その他にも、「サイトや書籍から情報を引用する」「様々な引用符の書き方を解説します」「ネット記事から引用しました」「引用文献と参考文献は全く違います」「ツイッターの引用リツイートとは何ですか」などがあります。
引用とは、他人の文章や説あるいは図表などを自分の文章に用いることを意味します。引用には大きく二つの方法があり、「直接引用」は引用元の文献に書かれている文章を場全く変えることなくそのまま引用することで、「間接引用」は引用元の文献を自分自身で要約して引用することです。
「引用リツイート」の意味
上記の例文にあるTwitter(ツイッター)の「引用リツイート」とは、他のユーザーが過去に投稿したコメントを添えて、自分のコメントを追加する機能です。現在、Twitterのサービス名は「X」に変わり、「引用リツイート」の機能は「引用リポスト」と呼ばれています。
引用の対義語
引用の対義語・反対語としては、もとの文章を意味する「原文」などがあります。
引用の類語
引用の類語・類義語としては、他の本に引用された文章をそのまま用いることを意味する「孫引き」、証拠や参考として例に引くことを意味する「引き合い」、引用や引用文を意味する「クオーテーション」などがあります。
抜粋の例文
この言葉がよく使われる場面としては、書物や作品から要所を抜き出すこと、抜き出したものを表現したい時などが挙げられます。
例文2や例文3にある「一部抜粋」(読み方:いちぶばっすい)とは、全体のなかのある部分を抜き出すことを意味します。例文4の「抜粋版」とは、ある書物のなかから主要なところを抜き出して作り替えたものを指す言葉です。
引用の例文
この言葉がよく使われる場面としては、他人の文章を自分の文中に取り入れることを表現したい時などが挙げられます。

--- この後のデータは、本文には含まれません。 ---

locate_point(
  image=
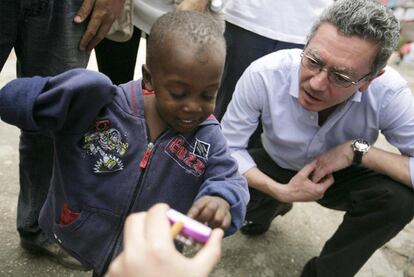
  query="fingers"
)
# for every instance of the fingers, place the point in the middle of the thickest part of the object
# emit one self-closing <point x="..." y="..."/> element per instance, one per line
<point x="102" y="14"/>
<point x="327" y="181"/>
<point x="210" y="254"/>
<point x="84" y="11"/>
<point x="157" y="227"/>
<point x="212" y="210"/>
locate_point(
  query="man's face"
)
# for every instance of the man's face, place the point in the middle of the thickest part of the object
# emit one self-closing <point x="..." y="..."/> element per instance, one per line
<point x="347" y="56"/>
<point x="185" y="80"/>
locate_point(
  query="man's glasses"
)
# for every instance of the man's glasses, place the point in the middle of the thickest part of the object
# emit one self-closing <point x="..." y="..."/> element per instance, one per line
<point x="336" y="78"/>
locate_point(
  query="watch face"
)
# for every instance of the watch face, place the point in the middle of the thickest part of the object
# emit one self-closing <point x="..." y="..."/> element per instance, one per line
<point x="361" y="145"/>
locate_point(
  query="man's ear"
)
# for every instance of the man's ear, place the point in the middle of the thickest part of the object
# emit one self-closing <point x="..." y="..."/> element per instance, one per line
<point x="146" y="77"/>
<point x="366" y="84"/>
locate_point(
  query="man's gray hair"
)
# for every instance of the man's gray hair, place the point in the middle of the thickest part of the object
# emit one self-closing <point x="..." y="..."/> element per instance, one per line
<point x="367" y="19"/>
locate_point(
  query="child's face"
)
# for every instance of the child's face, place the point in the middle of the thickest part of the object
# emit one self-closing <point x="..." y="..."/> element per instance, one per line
<point x="185" y="81"/>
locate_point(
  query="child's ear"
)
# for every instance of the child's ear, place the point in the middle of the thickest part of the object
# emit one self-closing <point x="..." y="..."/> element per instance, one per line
<point x="146" y="77"/>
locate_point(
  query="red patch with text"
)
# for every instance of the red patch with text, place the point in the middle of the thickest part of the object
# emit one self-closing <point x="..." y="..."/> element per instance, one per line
<point x="183" y="154"/>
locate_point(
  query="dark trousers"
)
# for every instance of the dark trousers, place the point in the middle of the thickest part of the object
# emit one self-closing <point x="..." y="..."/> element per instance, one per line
<point x="46" y="42"/>
<point x="377" y="209"/>
<point x="117" y="59"/>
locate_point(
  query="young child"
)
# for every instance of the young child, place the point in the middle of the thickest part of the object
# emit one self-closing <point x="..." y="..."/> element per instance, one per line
<point x="122" y="149"/>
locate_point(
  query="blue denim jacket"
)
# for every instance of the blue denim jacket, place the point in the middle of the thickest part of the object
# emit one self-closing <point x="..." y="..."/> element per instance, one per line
<point x="104" y="167"/>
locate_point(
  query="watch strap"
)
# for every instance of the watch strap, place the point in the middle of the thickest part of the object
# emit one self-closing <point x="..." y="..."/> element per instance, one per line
<point x="357" y="157"/>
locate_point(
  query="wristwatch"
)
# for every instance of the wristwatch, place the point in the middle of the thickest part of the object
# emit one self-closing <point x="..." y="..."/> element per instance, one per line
<point x="360" y="147"/>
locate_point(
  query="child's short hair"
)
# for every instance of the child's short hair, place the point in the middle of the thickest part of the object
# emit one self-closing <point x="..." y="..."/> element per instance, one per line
<point x="192" y="27"/>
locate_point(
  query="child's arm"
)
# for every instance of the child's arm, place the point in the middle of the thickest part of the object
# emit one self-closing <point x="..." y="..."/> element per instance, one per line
<point x="213" y="210"/>
<point x="61" y="102"/>
<point x="221" y="178"/>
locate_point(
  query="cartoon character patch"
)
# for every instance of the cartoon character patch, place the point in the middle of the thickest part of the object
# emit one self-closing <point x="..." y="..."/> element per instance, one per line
<point x="185" y="155"/>
<point x="105" y="143"/>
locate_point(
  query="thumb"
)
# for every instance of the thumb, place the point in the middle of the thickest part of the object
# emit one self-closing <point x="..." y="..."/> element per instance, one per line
<point x="308" y="169"/>
<point x="209" y="255"/>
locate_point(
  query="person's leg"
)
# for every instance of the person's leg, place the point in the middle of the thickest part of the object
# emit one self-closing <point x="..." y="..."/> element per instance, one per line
<point x="48" y="39"/>
<point x="9" y="16"/>
<point x="117" y="59"/>
<point x="377" y="208"/>
<point x="262" y="208"/>
<point x="47" y="44"/>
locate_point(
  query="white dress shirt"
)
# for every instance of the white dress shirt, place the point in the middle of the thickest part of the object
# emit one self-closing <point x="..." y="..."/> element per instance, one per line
<point x="291" y="135"/>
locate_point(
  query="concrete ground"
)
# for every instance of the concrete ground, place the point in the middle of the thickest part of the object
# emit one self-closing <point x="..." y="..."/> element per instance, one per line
<point x="281" y="252"/>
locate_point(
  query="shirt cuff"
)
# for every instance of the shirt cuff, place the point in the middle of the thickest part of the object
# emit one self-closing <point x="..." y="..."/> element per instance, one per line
<point x="244" y="160"/>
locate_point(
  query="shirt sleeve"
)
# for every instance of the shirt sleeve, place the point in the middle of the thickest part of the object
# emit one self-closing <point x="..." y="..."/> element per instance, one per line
<point x="66" y="101"/>
<point x="242" y="117"/>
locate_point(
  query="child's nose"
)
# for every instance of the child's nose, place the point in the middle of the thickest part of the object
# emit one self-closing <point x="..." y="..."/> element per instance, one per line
<point x="192" y="106"/>
<point x="319" y="81"/>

例文3にある「引用符」とは、文中で会話や他からの引用などであることを示すためにつける記号のことです。和文の「 」や、欧文の“ ”などがあります。
抜粋と引用という言葉は、どちらも「文章を抜き出すこと」を表します。どちらの言葉を使うか迷った場合、文章を抜き出す作業を表現したい時は「抜粋」を、文章を抜き出して自分の文章に取り入れることを表現したい時は「引用」を使うようにしましょう。